How Did We Do–Tribe Will Fall Just Short of Playoffs in ’14

This was orginally posted in April

 

For every baseball fan, today is a day filled with anticipation.  Opening Day will be here tomorrow, and despite the weather from yesterday, baseball will be played at Progressive Field by the end of this week.

Can the Indians repeat their unexpected run to the playoffs (and yes, Kenny Lofton, they did make the playoffs) in 2014?  That is the question on all Tribe fans minds this spring.

We believe the AL Central Division race will be highly contested this summer with the defending champion Tigers, Indians, and the Royals all in contention, and we also feel that less than 90 wins will take the title.

All three teams will win between 83-89 games, so Terry Francona’s squad will be in the mix all season long.  And because the division will be so close, things like injuries and deadline trades will have a huge factor on how things will turn out.

That said, we believe the Tribe will finish second in the division once again, but this time will fall just short of a post-season spot.

Why?  Because the front office just didn’t do enough to offset the losses from this winter, mainly the departure of two starting pitchers, Ubaldo Jimenez and Scott Kazmir.

We agreed with letting both pitchers depart because the contracts they signed were more than we would have paid either hurler based on their past performance, but we believed GM Chris Antonetti would have acquired at least one innings eater to replace the 340 innings that left via free agency.

As we wrote last week, if Danny Salazar and Corey Kluber reach the performance expected of them this season, the loss of two starting pitchers will become a moot point, but that’s a tough leap of faith considering they have combined for less than 300 innings in their career.

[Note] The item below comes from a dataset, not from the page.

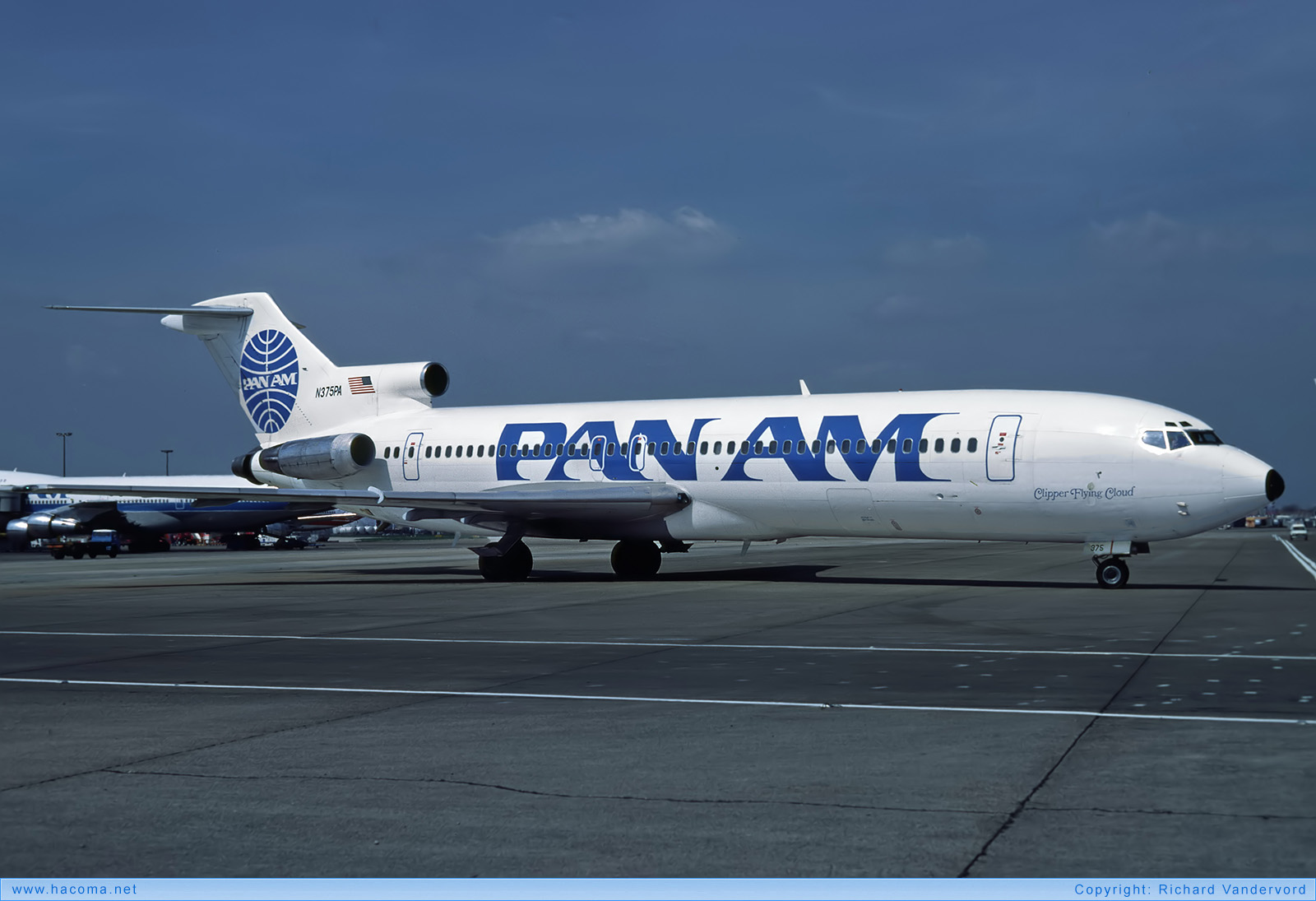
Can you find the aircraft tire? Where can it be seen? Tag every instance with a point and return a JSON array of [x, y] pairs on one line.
[[512, 567], [1112, 574], [636, 560]]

The Indians’ offense also sputtered at times last year even though Cleveland finished fourth in the AL in runs scored.  Francona could have used another established bat in the lineup and instead Antonetti signed David Murphy, who has a good track record (.275 lifetime batting average, 778 OPS), but hit just .220 last season for the Rangers.

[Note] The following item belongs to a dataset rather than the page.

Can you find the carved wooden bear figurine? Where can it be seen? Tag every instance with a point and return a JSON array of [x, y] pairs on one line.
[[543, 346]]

The Tribe needs comeback seasons from Nick Swisher, bothered by a shoulder problem in 2013, Michael Bourn, and Asdrubal Cabrera, who will be a free agent following the season, in order to have a more consistent attack.

They will also need continued improvement from two hitters entering their age 27 (entering prime) seasons in 2B Jason Kipnis and Michael Brantley.  Everyone praised Brantley’s ’13 season, but actually his OPS and batting average were down from 2012 (728 OPS/.284 in ’13 compared to 750/.288 in ’12).

He has the talent to be a premier offensive player (.350 OBP, .450 slugging percentage) and needs to reach those levels in 2014.

Kipnis needs to be more consistent.  He hit .301 (897 OPS) before the All-Star break, and just .261 (714 OPS) after the Midsummer Classic.  As the #3 hitter in the lineup, he needs to stay away from weeks where he is producing like a bottom of the order hitter.

We also have doubts about the experiment of playing Carlos Santana will work out.  Santana hit .268 with 20 HR last season, and you would think his production will increase without the burden of catching more than 100 games a season, but will the switch in positions affect him at the plate?

And, of course, will his defense be solid enough to play at the hot corner on a daily basis.

The division will be close and the Tribe will be playing meaningful games in September.  However, there are enough questions to think they will fall just short.

However, if some of the scenarios outlined above reach reality, the Indians could win the division and make the playoffs in back-to-back years for the first time since the late 90’s.